Fred backend accepts a configuration file where you can fine-tune many of its internal services. Here is a self documented version:

# In development mode it is handy to work with data files instead of connecting to remote databases.
database:
  type: csv
  csv_files:
    # Can be absolute paths or relative paths to the main
    energy_mix: './services/cluster_consumption/data/simulated_energy_mix.csv'
    carbon_footprint: './services/cluster_consumption/data/simulated_cluster_consumption_gco2_sep_to_feb.csv'
    energy_footprint: './services/cluster_consumption/data/simulated_cluster_consumption_wh_sep_to_feb.csv'
    financial_footprint: './services/cluster_consumption/data/simulated_cluster_consumption_usd_sep_to_feb.csv'

kubernetes:
  kube_config: '~/.kube/config'
  aws_config: '~/.aws/config' # Optional, needed for aws EKS clusters.
  # Timeout settings for the client
  timeout:
    connect: 5  # Time to wait for a connection in seconds
    read: 15    # Time to wait for a response in seconds

ai:
  # Timeout settings for the client
  timeout:
    connect: 5  # Time to wait for a connection in seconds
    read: 15    # Time to wait for a response in seconds
  default_model:
    #provider: "ollama"
    #name: "llama2"
    provider: "openai"
    name: "gpt-4o"
    #provider: "azure"
    #name: "fred-gpt-4o"
    api_version: "2024-05-01-preview"
    temperature: 0.0
  leader:
    name: "Fred"
    class_path: "leader.leader.Leader"
    enabled: true
    model: {}
  services:
    - name: "kubernetes"
      enabled: true
      model: {}
  agents:
    - name: K8SOperatorExpert
      class_path: "agents.kubernetes_monitoring.k8s_operator_expert.K8SOperatorExpert"
      enabled: true
      mcp_servers:
        - name: k8s-mcp-server
          transport: sse
          url: http://localhost:8081/sse
          sse_read_timeout: 600 # 10 minutes. It is 5 minutes by default but it is too short.
      model: {}
    - name: "GeneralistExpert"
      class_path: "agents.generalist.generalist_expert.GeneralistExpert"
      enabled: true
      model: {}
    - name: "DocumentsExpert"
      class_path: "agents.documents.documents_expert.DocumentsExpert"
      enabled: true
      categories:
        - "eco-conception"
      settings:
        chunk_size: 512
        chunk_overlap: 64
        knowledge_flow_url: "http://localhost:8111/knowledge/v1" 
      model: {}
      
# Where to save fred produced resources like Essentials or Score
# and external resources like Kubernetes Workload descriptions
dao:
  type: "file"  # Currently the only one supported
  base_path: "~/.fred/dao-cache"
  max_cached_delay_seconds: 300  # Cache delay in seconds.

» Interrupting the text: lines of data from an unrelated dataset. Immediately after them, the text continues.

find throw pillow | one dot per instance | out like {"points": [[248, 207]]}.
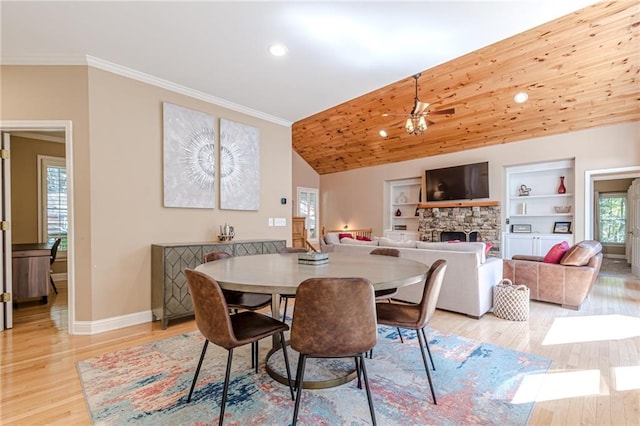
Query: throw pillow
{"points": [[555, 254]]}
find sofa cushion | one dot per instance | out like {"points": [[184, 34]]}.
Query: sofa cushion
{"points": [[581, 253], [358, 242], [387, 242], [555, 254], [332, 238]]}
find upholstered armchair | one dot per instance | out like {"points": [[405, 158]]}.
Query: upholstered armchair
{"points": [[567, 283]]}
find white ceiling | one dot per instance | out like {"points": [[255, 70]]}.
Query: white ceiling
{"points": [[337, 50]]}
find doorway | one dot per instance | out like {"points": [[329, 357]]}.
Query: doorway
{"points": [[65, 128], [592, 179]]}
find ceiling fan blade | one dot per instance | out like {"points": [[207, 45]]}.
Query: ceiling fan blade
{"points": [[444, 111]]}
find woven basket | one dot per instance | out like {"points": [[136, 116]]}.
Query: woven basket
{"points": [[511, 302]]}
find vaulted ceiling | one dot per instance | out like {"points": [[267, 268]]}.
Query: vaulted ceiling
{"points": [[580, 71]]}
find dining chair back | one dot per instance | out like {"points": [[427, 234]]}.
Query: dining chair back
{"points": [[329, 324], [225, 330], [417, 316]]}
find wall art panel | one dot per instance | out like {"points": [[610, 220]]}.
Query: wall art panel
{"points": [[239, 166], [189, 157]]}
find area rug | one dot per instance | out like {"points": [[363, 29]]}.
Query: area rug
{"points": [[474, 382]]}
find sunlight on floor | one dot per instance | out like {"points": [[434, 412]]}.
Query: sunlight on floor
{"points": [[552, 386], [626, 378], [591, 329]]}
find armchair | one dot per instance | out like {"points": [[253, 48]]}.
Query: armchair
{"points": [[567, 283]]}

Use 0 for no cache or a negative value for limitless cache.

# Where to store user feedback
feedback:
   type: postgres
#  db_host: fred-postgres
#  db_port: 5432
#  db_name: fred_db
#  user: admin
#  password: Azerty123_

# Enable or disable the security layer
security:
  enabled: false
  keycloak_url: "http://fred-keycloak:8080/realms/fred"

# KEYCLOAK
keycloak:
  server_url: "https://localhost:8080"
  realm_name: "fred"
  client_id: "fred"

# CONTEXT STORAGE CONFIGURATION
context_storage:
  type: "local"
  options:
    path: "~/.fred/context-store"

Online Parameter

usage: main.py [-h] [--server.address SERVER_ADDRESS] [--server.port SERVER_PORT] [--server.baseUrlPath SERVER_BASE_URL_PATH] [--server.configurationPath SERVER_CONFIGURATION_PATH]
               [--server.logLevel SERVER_LOG_LEVEL]

Fred microservice

options:
  -h, --help            show this help message and exit
  --server.address SERVER_ADDRESS
                        Specify the address of the server
  --server.port SERVER_PORT
                        Specify the port of the server
  --server.baseUrlPath SERVER_BASE_URL_PATH
                        Specify the base url for the API entrypoints
  --server.configurationPath SERVER_CONFIGURATION_PATH
                        Specify the path of the configuration used
  --server.logLevel SERVER_LOG_LEVEL
                        Specify the log level of the server

Start the UI

Requirements

make, curl, node, nvm, and docker are required to build and run the project on your laptop.

For docker read [installation guide for Ubuntu](https://docs.docker.com/engine/install/ubuntu/, https://docs.docker.com/engine/install/linux-postinstall/)

make run

Which is equivalent to:

npm run dev

Go to the indicated localhost url and use the UI with the credentials fred/fred.